Friday, June 21, 2024

Cleaning up corruption at Mexican customs proves to be a challenge

Mexico’s customs chief has quit his post less than a year after President López Obrador gave him the responsibility of cleaning up corruption in the department.

López Obrador confirmed on Friday morning that Ricardo Ahued had tendered his resignation and would be returning to the upper house of Congress as a senator for Veracruz with the ruling Morena party.

“He told me he wants to be in the Senate,” the president said. “Ricardo Ahued is a man of integrity, a good person, an honest man,” he said.

Despite his kind words for the outgoing administrator, López Obrador conceded that he hadn’t been successful in stamping out corruption in customs, a department that has been plagued with problems of that nature.

Ahued became customs chief last June and two months later met with the president in the National Palace, where he was explicitly instructed to eliminate corruption at the nation’s airports, ports and border crossings.

López Obrador admitted today, however, that the job is still “outstanding.”

“Is the problem very big?” a reporter asked.

“Yes, it’s like the homicide problem [but] … we’re going to keep moving forward, providing an example that there is no corruption, impunity, conspiracy between crime and authorities,” López Obrador said.

“In the case of customs, a [new] cleansing is coming, … attempts have been made [to eliminate corruption] but it’s a monster, … a 100-headed one.”

For his part, Ahued said that his decision to vacate his customs role at the end of the month was a personal one.

He said that he was leaving the position with his head held high and that he was determined to fulfill his responsibility of representing the people of Veracruz in the Senate.

Under his leadership, customs authorities identified three cargo airlines last August that were believed to be bringing pirated goods into the country via the Mexico City International Airport.
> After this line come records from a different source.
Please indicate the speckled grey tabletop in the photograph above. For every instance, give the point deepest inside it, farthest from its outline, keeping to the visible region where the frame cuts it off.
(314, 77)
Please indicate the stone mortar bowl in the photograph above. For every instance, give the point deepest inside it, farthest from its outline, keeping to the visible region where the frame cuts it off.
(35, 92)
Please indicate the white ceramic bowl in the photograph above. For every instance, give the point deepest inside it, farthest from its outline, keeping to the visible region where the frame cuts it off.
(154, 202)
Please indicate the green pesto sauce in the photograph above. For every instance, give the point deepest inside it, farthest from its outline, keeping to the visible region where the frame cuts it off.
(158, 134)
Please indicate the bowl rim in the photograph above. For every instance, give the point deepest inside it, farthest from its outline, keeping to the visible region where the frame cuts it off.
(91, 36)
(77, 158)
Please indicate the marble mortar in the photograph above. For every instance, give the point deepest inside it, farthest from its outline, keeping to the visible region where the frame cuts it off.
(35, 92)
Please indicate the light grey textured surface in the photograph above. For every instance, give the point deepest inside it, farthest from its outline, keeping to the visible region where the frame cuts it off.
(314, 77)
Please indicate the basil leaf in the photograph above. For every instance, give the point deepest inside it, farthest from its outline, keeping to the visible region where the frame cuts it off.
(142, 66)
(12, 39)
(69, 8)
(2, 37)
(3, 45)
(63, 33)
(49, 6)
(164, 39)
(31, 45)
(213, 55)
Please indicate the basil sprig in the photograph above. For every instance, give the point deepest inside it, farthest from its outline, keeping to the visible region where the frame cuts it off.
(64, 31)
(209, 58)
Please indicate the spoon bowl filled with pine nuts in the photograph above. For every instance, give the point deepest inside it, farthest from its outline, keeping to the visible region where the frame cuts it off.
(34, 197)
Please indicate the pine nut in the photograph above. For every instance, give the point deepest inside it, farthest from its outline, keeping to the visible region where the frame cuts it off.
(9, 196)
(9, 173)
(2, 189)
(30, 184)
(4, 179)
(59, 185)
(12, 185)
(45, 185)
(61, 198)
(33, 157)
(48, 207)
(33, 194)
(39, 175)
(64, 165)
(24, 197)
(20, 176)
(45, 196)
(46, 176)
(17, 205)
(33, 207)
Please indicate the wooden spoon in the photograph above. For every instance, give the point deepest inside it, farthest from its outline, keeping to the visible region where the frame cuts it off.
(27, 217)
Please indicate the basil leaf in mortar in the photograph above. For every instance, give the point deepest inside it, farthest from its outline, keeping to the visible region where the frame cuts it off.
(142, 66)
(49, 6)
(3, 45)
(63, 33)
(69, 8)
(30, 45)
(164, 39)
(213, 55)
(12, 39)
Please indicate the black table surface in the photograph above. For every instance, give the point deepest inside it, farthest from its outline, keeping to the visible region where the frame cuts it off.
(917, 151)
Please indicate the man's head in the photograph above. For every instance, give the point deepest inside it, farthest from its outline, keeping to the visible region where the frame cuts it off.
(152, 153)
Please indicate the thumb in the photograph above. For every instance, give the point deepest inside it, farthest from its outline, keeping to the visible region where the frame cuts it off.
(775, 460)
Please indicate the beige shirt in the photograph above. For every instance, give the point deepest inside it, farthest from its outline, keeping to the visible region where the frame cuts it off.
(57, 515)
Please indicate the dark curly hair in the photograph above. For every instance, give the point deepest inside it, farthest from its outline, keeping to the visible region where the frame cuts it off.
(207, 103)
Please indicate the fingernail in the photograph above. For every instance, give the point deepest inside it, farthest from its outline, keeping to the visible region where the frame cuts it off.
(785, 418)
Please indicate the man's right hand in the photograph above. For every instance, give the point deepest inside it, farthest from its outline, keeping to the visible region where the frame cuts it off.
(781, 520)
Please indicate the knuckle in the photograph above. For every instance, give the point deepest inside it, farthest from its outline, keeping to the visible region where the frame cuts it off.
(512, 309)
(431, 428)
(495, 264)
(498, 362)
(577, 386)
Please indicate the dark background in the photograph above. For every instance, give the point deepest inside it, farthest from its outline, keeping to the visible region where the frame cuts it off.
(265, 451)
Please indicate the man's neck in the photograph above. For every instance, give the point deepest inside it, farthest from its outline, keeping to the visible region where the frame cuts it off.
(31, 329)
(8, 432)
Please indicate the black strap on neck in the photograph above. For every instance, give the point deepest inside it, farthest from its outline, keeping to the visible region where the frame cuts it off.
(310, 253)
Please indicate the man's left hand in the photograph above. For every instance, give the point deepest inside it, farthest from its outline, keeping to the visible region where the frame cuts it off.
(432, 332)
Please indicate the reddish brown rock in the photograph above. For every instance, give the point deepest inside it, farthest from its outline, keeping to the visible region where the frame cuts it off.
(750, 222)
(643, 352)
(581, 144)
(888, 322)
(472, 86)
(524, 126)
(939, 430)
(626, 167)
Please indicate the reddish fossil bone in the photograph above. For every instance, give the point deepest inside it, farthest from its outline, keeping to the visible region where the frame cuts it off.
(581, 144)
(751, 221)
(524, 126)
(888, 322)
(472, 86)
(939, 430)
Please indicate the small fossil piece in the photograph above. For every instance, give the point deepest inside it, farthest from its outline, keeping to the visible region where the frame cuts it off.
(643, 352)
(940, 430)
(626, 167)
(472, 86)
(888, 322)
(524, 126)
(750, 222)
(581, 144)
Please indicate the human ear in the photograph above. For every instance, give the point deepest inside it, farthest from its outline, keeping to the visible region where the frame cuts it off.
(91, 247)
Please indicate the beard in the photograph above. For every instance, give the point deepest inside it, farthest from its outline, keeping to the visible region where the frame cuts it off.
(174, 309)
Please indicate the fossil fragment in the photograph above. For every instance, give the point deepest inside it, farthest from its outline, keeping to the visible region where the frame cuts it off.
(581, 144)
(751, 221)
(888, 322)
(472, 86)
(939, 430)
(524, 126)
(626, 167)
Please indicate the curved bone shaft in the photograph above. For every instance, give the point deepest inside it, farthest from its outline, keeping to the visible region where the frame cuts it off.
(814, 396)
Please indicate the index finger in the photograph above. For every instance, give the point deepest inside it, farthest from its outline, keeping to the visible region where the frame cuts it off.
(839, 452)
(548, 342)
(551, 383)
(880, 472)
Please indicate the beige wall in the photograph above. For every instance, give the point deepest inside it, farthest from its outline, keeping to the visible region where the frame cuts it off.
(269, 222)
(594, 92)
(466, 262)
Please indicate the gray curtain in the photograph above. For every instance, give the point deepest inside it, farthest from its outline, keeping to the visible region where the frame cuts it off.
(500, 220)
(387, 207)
The newspaper El Universal reported the same month that complicity between several criminal groups and corrupt customs employees at the airport had facilitated the illegal import of weapons, drugs and counterfeit goods.

According to the Defense Ministry, “the corruption problem at customs offices fosters organized crime activities such as the smuggling of arms, drugs, chemical precursors, cash and goods in general.”